Kepala Dinas Kesehatan provinsi, Keith Cloete, mengatakan bahwa tidak semua dari 89 orang yang terinfeksi berada di Tin Roof, dan diidentifikasi melalui pelacakan kontak.

“Saya hanya ingin mengklarifikasi bahwa cara kami mengidentifikasi kasus ke cluster adalah jika seseorang berada di tempat kejadian dan kontak dari orang-orang yang berada di tempat kejadian, bukan hanya 89 orang secara fisik ada di bar,” kata Cloete dalam sebuah wawancara minggu ini.

Klub malam tidak diizinkan beroperasi selama Level 1, tetapi bar diperbolehkan dalam batasan jarak sosial tertentu.

Cayla Murray, juru bicara Menteri Keamanan Masyarakat Albert Fritz, mengatakan bahwa klub malam dapat dikenali dengan hiburan langsung, disko, musik keras, dan tarian, antara lain.

“Mengoperasikan klub malam yang bertentangan dengan Peraturan Undang-Undang Penanggulangan Bencana saat ini merupakan tindak pidana di bawah Tingkat Peringatan 1. Jika tidak ada disko atau hiburan yang ditawarkan, tempat tersebut secara tegas tidak beroperasi sebagai klub malam, tetapi sebagai bar. Ini saat ini tidak dilarang.

“Fakta bahwa pemilik klub malam menjalankan bisnis tanpa mengizinkan hiburan selama tingkat siaga saat ini, tidak membuat operasinya ilegal. Karena itu, dia masih dapat mengizinkan duduk selama minuman keras disajikan dan menjaga jarak sosial serta protokol keselamatan. “

Murray mengatakan bahwa penyelidikan Tin Roof saat ini dilakukan dengan Inspektorat Otoritas Minuman Keras Cape Barat.
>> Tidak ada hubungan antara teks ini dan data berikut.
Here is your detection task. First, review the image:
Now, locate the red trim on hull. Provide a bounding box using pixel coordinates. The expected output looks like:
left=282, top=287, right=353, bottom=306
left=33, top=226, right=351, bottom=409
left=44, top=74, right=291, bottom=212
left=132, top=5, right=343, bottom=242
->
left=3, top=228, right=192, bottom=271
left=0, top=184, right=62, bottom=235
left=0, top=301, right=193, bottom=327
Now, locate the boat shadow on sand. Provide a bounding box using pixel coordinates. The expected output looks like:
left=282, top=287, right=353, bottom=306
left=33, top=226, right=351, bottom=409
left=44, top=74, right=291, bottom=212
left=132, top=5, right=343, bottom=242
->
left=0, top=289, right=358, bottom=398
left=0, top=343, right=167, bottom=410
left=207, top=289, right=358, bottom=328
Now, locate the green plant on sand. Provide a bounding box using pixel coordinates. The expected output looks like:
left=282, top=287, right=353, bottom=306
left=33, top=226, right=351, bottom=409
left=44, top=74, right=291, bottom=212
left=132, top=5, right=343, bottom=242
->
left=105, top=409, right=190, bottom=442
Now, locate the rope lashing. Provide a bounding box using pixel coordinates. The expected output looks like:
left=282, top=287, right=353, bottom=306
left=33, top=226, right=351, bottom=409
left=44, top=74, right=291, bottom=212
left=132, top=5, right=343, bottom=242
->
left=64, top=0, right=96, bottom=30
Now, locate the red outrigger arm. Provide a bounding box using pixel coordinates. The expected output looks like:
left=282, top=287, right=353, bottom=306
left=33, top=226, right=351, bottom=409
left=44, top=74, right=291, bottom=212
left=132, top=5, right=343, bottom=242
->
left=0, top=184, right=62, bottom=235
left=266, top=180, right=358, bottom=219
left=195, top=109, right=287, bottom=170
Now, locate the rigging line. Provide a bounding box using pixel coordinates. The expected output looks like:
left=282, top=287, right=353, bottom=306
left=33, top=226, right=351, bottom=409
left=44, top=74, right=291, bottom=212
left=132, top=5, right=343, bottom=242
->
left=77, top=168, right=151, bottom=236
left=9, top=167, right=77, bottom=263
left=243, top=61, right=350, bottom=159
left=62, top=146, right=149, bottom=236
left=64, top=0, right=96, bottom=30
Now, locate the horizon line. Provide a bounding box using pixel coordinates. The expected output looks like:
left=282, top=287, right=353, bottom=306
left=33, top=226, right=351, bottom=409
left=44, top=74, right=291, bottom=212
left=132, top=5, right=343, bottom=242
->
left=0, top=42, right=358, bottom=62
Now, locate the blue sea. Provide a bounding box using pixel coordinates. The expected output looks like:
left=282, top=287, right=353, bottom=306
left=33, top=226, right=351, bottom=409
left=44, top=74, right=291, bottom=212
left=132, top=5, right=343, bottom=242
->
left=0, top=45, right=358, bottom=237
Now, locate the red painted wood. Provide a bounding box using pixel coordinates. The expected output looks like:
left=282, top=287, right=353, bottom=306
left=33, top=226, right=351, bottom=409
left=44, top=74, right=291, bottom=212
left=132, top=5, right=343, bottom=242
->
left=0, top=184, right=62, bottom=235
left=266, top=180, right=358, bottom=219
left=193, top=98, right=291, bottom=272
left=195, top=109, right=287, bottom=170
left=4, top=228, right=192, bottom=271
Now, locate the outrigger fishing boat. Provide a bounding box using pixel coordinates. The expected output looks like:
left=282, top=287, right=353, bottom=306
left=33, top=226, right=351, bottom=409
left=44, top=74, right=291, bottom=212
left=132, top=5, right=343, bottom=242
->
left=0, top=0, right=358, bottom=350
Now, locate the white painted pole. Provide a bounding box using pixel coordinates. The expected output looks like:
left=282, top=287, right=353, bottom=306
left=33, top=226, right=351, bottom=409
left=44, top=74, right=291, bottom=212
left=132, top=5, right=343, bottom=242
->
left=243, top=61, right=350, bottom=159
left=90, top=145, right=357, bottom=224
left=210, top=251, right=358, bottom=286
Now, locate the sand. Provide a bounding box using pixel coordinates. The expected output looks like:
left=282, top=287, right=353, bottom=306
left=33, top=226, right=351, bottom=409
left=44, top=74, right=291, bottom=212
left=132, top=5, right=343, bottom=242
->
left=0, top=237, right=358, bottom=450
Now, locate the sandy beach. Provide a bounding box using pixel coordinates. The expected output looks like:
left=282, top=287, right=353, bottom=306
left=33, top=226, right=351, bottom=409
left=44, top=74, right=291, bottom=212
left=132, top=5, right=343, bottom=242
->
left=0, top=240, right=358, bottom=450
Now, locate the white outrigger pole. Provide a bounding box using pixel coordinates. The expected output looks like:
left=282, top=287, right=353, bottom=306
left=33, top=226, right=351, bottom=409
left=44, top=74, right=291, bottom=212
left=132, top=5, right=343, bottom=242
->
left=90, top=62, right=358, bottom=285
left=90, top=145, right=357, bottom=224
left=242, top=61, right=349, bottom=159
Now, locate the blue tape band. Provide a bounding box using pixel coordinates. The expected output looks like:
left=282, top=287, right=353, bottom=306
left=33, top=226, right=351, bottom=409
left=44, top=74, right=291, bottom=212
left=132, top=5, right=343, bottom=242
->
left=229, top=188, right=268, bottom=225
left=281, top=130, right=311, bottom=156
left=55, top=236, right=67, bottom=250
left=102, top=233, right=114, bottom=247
“Jika ditemukan bukti bahwa pemegang lisensi mungkin telah melanggar Western Cape Liquor Act atau persyaratan lisensinya, masalah tersebut akan dirujuk ke Liquor Licensing Tribunal. Pengadilan dapat, jika ditemukan bahwa memang ada pelanggaran Undang-undang atau ketentuan lisensi, mengambil tindakan terhadap pemegang lisensi. ”

Pemilik Tin Roof James Truter mengatakan bahwa tempat tersebut saat ini beroperasi sebagai bar.

“Sejak kami buka sebulan lalu, kami telah berdagang sebagai bar. Tidak ada tarian, tidak ada lampu yang berkedip, tidak ada jemaat semacam itu yang terjadi di tempat kami, ”katanya dalam sebuah wawancara minggu ini.

Truter mengatakan bahwa Tin Roof disalahkan atas penyebaran infeksi, namun kenyataannya, semua anak muda yang berada di bar malam itu sudah berkumpul di pesta dan acara lain sebelum mengunjungi bar.

“Banyak anak-anak yang menghadiri pesta pada malam itu, berada di Tin Roof pada malam yang sama, jadi saya pikir kami sekarang digunakan sebagai kambing hitam untuk semua acara yang telah berlangsung selama periode yang sama.”